More often than not, it's smallest details that make the biggest difference to the finish of your handmakes. But knowing what technique to apply, and when, and why, can sometimes baffle even a seasoned seamstress. If sewing a curved seam was already tricky enough, then getting it to sit perfectly crisp once it's pressed can prove to be even more frustrating... Unless you know when to clip and when to notch.
Clipping your seam allowance
If you have a concave seam - one that looks like a smile - you'll need to clip the seam allowance. This type of seam would most likely be found on a neckline or a curved side slant pocket.
Once you've sewn your concave seam, have a go at turning it to the right side and getting it to lie flat. It won't.
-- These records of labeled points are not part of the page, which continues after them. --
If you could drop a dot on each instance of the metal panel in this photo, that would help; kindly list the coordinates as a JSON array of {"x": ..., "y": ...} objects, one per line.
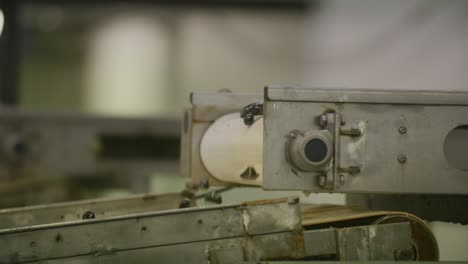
[
  {"x": 424, "y": 169},
  {"x": 99, "y": 208},
  {"x": 418, "y": 97},
  {"x": 225, "y": 251},
  {"x": 374, "y": 242},
  {"x": 119, "y": 233}
]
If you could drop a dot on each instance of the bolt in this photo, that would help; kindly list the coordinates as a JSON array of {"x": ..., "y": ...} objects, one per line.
[
  {"x": 342, "y": 179},
  {"x": 214, "y": 196},
  {"x": 322, "y": 180},
  {"x": 323, "y": 120},
  {"x": 205, "y": 184},
  {"x": 401, "y": 158},
  {"x": 184, "y": 203},
  {"x": 293, "y": 200},
  {"x": 402, "y": 130},
  {"x": 88, "y": 215},
  {"x": 404, "y": 254}
]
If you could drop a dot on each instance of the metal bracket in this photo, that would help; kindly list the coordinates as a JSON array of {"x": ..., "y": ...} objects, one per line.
[
  {"x": 334, "y": 122},
  {"x": 250, "y": 111}
]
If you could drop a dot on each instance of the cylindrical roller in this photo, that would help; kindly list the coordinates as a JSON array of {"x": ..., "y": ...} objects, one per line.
[{"x": 232, "y": 151}]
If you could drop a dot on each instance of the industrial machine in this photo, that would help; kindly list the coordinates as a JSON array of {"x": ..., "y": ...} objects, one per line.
[{"x": 395, "y": 154}]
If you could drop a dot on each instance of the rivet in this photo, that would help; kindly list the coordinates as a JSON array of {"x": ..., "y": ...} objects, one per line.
[
  {"x": 402, "y": 130},
  {"x": 401, "y": 158}
]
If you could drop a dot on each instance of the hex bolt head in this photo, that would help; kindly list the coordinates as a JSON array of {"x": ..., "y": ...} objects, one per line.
[
  {"x": 293, "y": 200},
  {"x": 402, "y": 130},
  {"x": 401, "y": 158},
  {"x": 322, "y": 180},
  {"x": 323, "y": 120},
  {"x": 88, "y": 215},
  {"x": 342, "y": 179},
  {"x": 185, "y": 203},
  {"x": 205, "y": 184}
]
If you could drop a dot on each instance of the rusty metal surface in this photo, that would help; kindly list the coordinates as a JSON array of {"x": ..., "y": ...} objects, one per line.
[
  {"x": 117, "y": 234},
  {"x": 99, "y": 208},
  {"x": 412, "y": 162},
  {"x": 314, "y": 216}
]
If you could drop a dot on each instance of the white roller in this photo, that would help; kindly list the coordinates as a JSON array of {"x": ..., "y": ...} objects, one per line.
[{"x": 229, "y": 148}]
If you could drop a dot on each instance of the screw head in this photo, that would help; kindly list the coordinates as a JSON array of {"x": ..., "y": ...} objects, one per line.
[
  {"x": 402, "y": 130},
  {"x": 322, "y": 180},
  {"x": 88, "y": 215},
  {"x": 401, "y": 158},
  {"x": 323, "y": 120},
  {"x": 342, "y": 179},
  {"x": 184, "y": 203},
  {"x": 205, "y": 183}
]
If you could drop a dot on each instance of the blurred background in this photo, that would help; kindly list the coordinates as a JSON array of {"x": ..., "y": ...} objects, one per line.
[{"x": 141, "y": 59}]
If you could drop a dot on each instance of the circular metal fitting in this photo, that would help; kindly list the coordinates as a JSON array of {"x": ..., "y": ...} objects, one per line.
[
  {"x": 401, "y": 158},
  {"x": 310, "y": 151}
]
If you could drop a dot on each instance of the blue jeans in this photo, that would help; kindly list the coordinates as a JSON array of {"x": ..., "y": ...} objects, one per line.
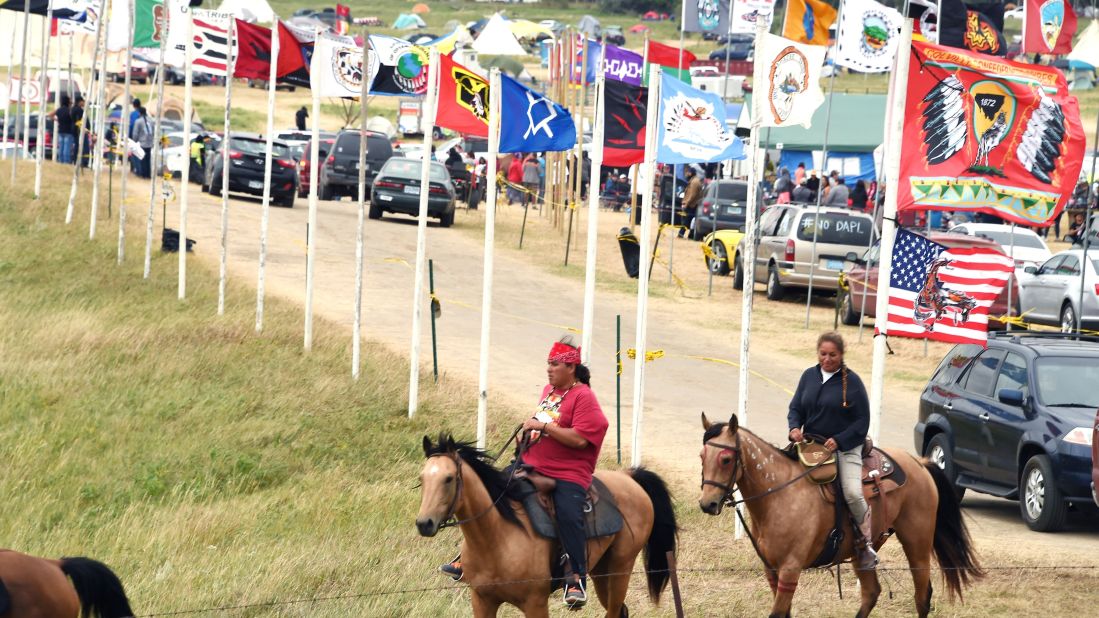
[{"x": 65, "y": 142}]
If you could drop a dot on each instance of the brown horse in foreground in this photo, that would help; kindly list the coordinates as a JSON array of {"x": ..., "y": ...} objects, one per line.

The shorter curve that is the raw edge of your seam allowance will stop you from being able to spread the seam allowance out in order to press.
By simply snipping, or clipping, into the seam allowance getting nice and close to your line of stitching - but not too close! - you will release the tension and find that pressing your seam out to the right side is now easy as pie.
Notching your seam allowance
No points for guessing that if we clipped a concave seam, then surely notching must be applied to a convex seam, ie. a seam looking a little like a hill or the top of a bowler hat. You'll find these sorts of seams on bust shaping princess seams and scalloped hems.
Again, if you try to turn your convex seam out to the right side pre-notching, you'll find that the excess seam allowance bunches up as the curve of the raw edge is longer than that of the seam. Notching helps us to get rid of this unwanted excess.
To notch your convex seam, snip little triangles out of the seam allowance every 1/2" or so. Get nice and close to your stitches, without snipping right through them of course.
Turn your seam out to the right side, give it a good press and revel in that lovely un-bunchy flatness!